An Open Benchmark Dataset for GeoAI Foundation Models for Oil Palm Mapping in Indonesia
This dataset addresses the need for reliable mapping to support sustainability efforts and regulatory frameworks for oil palm cultivation in Indonesia, though it is incremental as it primarily provides new training data rather than novel methods.
The authors tackled the problem of tracking oil palm-related deforestation in Indonesia by creating an open-access geospatial dataset of oil palm plantations and land cover types from 2020-2024 satellite imagery, which provides detailed annotations across diverse zones and includes field validation to ensure quality.

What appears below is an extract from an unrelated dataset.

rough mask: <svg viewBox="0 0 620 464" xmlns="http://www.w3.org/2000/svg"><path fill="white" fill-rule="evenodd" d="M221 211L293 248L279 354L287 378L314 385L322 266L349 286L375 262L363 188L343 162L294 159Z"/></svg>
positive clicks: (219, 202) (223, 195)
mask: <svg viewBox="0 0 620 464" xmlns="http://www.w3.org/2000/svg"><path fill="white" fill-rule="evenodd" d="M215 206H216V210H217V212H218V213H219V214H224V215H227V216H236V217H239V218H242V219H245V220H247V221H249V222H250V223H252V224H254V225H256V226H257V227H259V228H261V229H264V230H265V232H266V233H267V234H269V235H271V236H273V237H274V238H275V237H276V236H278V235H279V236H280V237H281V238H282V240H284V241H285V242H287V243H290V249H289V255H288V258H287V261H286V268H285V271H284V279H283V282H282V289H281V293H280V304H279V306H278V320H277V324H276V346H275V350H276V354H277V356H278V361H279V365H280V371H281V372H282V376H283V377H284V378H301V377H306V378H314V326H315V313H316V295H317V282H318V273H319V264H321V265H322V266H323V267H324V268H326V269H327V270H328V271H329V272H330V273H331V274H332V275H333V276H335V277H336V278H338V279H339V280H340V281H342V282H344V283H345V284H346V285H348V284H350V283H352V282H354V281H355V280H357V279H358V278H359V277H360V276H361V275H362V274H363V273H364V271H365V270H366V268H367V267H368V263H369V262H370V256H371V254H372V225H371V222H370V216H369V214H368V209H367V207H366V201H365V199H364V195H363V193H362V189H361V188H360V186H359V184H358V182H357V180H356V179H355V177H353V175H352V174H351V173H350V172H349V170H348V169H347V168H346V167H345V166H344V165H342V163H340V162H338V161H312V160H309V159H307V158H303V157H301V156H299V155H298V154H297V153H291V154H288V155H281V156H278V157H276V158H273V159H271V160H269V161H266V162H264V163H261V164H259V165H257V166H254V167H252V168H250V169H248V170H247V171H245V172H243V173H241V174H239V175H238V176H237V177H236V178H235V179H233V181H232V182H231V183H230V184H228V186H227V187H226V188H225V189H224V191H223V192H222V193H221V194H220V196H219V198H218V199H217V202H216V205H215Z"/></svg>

Oil palm cultivation remains one of the leading causes of deforestation in Indonesia. To better track and address this challenge, detailed and reliable mapping is needed to support sustainability efforts and emerging regulatory frameworks. We present an open-access geospatial dataset of oil palm plantations and related land cover types in Indonesia, produced through expert labeling of high-resolution satellite imagery from 2020 to 2024. The dataset provides polygon-based, wall-to-wall annotations across a range of agro-ecological zones and includes a hierarchical typology that distinguishes oil palm planting stages as well as similar perennial crops. Quality was ensured through multi-interpreter consensus and field validation. The dataset was created using wall-to-wall digitization over large grids, making it suitable for training and benchmarking both conventional convolutional neural networks and newer geospatial foundation models. Released under a CC-BY license, it fills a key gap in training data for remote sensing and aims to improve the accuracy of land cover types mapping. By supporting transparent monitoring of oil palm expansion, the resource contributes to global deforestation reduction goals and follows FAIR data principles.